Andrzej Maciejewski performed at many international chess round-robin tournament, achieving the best results in Lublin (1974 - shared 2nd place), Rostock (1983 - ranked 1st place), Gdynia (1985 – shared 3nd place), Łódź (1987 – shared 3rd place), Legnica (1988 – ranked 3rd place and 1989 – shared 1st place) and in Tuzla (1989 – ranked 3rd place).

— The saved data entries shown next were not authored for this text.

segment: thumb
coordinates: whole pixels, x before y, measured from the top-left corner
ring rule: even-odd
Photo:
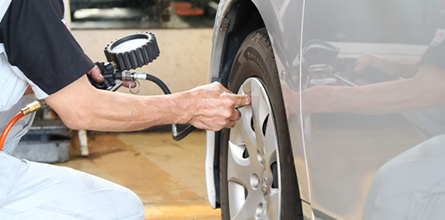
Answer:
[[[93,69],[88,72],[88,74],[93,78],[94,81],[101,83],[105,80],[105,78],[102,76],[102,73],[100,72],[99,67],[94,66]]]

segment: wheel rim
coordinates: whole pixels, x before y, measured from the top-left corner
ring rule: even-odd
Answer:
[[[251,94],[230,131],[227,160],[232,219],[280,219],[281,183],[277,131],[270,99],[258,78],[247,79],[238,94]]]

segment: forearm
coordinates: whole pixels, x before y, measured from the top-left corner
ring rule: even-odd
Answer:
[[[313,87],[308,90],[308,96],[305,97],[303,92],[303,109],[306,103],[311,106],[312,113],[386,114],[424,106],[415,101],[420,98],[420,94],[401,93],[395,87],[392,90],[380,86],[383,83],[360,87]]]
[[[372,54],[364,55],[359,62],[362,62],[359,65],[363,65],[363,67],[359,67],[359,69],[368,67],[379,72],[402,78],[413,77],[416,74],[419,65],[418,59],[382,57]]]
[[[185,99],[181,96],[184,94],[135,96],[117,93],[112,97],[104,94],[100,102],[91,103],[92,106],[101,105],[100,108],[91,109],[77,119],[82,128],[96,131],[136,131],[156,125],[185,124],[191,116],[179,107],[178,101]]]
[[[72,129],[134,131],[151,126],[187,123],[186,93],[136,96],[97,90],[82,77],[46,99]],[[178,106],[178,105],[181,106]],[[68,107],[69,106],[69,107]]]
[[[444,83],[443,70],[423,66],[419,74],[405,80],[358,87],[312,87],[303,91],[303,109],[306,105],[310,109],[309,114],[316,112],[387,114],[427,108],[445,96]]]
[[[220,83],[162,96],[136,96],[97,90],[86,76],[45,99],[72,129],[135,131],[155,125],[190,123],[218,131],[241,117],[236,106],[249,95],[236,95]]]

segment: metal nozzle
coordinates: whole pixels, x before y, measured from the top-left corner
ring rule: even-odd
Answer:
[[[132,74],[130,72],[122,72],[122,80],[123,81],[131,81],[133,78]]]

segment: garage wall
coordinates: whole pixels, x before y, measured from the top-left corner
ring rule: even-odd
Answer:
[[[72,30],[85,53],[94,61],[106,61],[104,48],[121,36],[148,31],[155,34],[160,56],[153,63],[137,69],[163,80],[173,92],[184,91],[207,83],[212,29],[154,30]],[[141,82],[140,95],[162,94],[153,83]],[[128,93],[127,88],[119,91]]]

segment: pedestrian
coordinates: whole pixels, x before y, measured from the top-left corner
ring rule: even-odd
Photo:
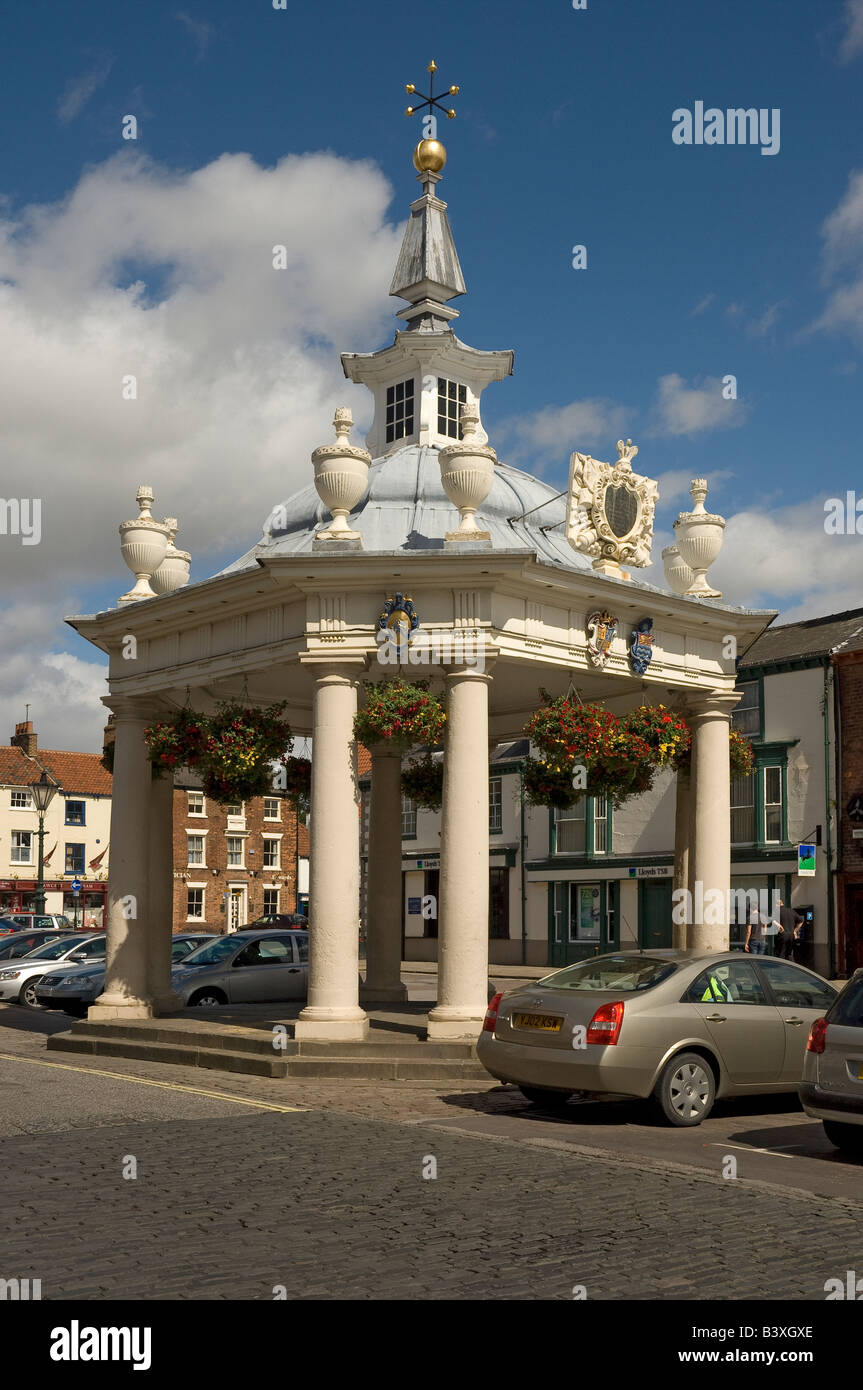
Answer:
[[[744,951],[748,951],[752,956],[763,956],[765,952],[764,941],[764,922],[757,907],[752,909],[749,920],[746,923],[746,940],[743,943]]]
[[[800,932],[802,927],[802,915],[799,912],[795,912],[793,907],[786,907],[782,898],[780,898],[779,941],[776,951],[778,956],[782,956],[784,960],[794,959],[794,952],[800,945]]]

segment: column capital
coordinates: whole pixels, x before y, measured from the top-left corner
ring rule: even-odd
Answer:
[[[102,695],[100,698],[113,714],[115,723],[143,720],[149,724],[166,714],[176,713],[173,706],[160,704],[152,695]]]
[[[326,677],[356,682],[366,669],[364,656],[334,656],[332,652],[301,652],[300,665],[305,666],[315,680]]]
[[[402,748],[400,744],[393,746],[391,742],[371,743],[368,745],[368,750],[372,762],[375,762],[378,758],[397,758],[398,761],[401,762],[402,758],[405,756],[404,748]]]
[[[686,718],[690,723],[706,723],[713,719],[731,719],[732,711],[742,698],[739,690],[708,690],[703,695],[692,694],[686,701]]]
[[[453,662],[452,665],[450,665],[450,666],[444,666],[444,667],[443,667],[443,676],[444,676],[444,679],[447,681],[447,683],[450,683],[450,682],[456,681],[456,680],[458,680],[458,681],[463,681],[463,680],[475,680],[475,681],[484,681],[486,685],[491,685],[491,682],[492,682],[491,670],[492,670],[492,667],[494,666],[494,657],[495,657],[496,655],[497,655],[496,652],[494,653],[493,656],[491,656],[491,658],[489,658],[489,656],[486,655],[486,659],[485,659],[485,661],[484,661],[484,663],[483,663],[482,668],[480,668],[479,666],[475,666],[475,665],[468,665],[467,662],[464,662],[464,661],[457,661],[457,662]]]

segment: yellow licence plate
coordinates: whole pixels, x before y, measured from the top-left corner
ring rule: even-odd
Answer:
[[[857,1080],[858,1080],[858,1081],[863,1081],[863,1067],[860,1067],[860,1068],[858,1069],[858,1072],[857,1072]]]
[[[539,1033],[559,1033],[563,1023],[550,1014],[516,1014],[512,1021],[516,1028],[534,1028]]]

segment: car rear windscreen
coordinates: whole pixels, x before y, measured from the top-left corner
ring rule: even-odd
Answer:
[[[600,956],[568,965],[537,984],[551,989],[614,990],[616,993],[653,989],[673,975],[677,965],[655,956]]]
[[[863,1028],[863,976],[846,985],[827,1014],[827,1022],[842,1023],[850,1028]]]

He also participated many times in national Swiss-system tournament, in many of them taking top positions, including: in Iwonicz-Zdrój (1976 - shared 2nd place behind David Bronstein), Janów Podlaski (1976 - shared 2nd place and 1977 - shared 1st place), Świnoujście (1977 - ranked 1st place), Rybnik (1977 – ranked 2nd place), Warsaw (1978 – ranked 2nd place), Wieżyca (1980 – ranked 1st place, Świeradów-Zdrój (1983 – shared 1st place), Nałęczów (1986 - ranked 2nd place) and in Bielsko-Biała (1990 - shared 2nd place).

Andrzej Maciejewski played for Poland in the European Team Chess Championships:
- In 1973, at second reserve board in the 5th European Team Chess Championship in Bath (+0, =1, -0).

Andrzej Maciejewski played for Poland in the European Team Chess Championship preliminaries:
- In 1977, at reserve board in the 5th European Team Chess Championship preliminaries (+1, =0, -1).

Andrzej Maciejewski achieved the highest rating in his career on July 1, 1973, with a score of 2470 points, he was ranked 1st among Polish chess players. Since 1994, in tournaments classified by FIDE, he participated very rare. However, he remains an active chess player, often taking part in blitz and rapid chess tournaments.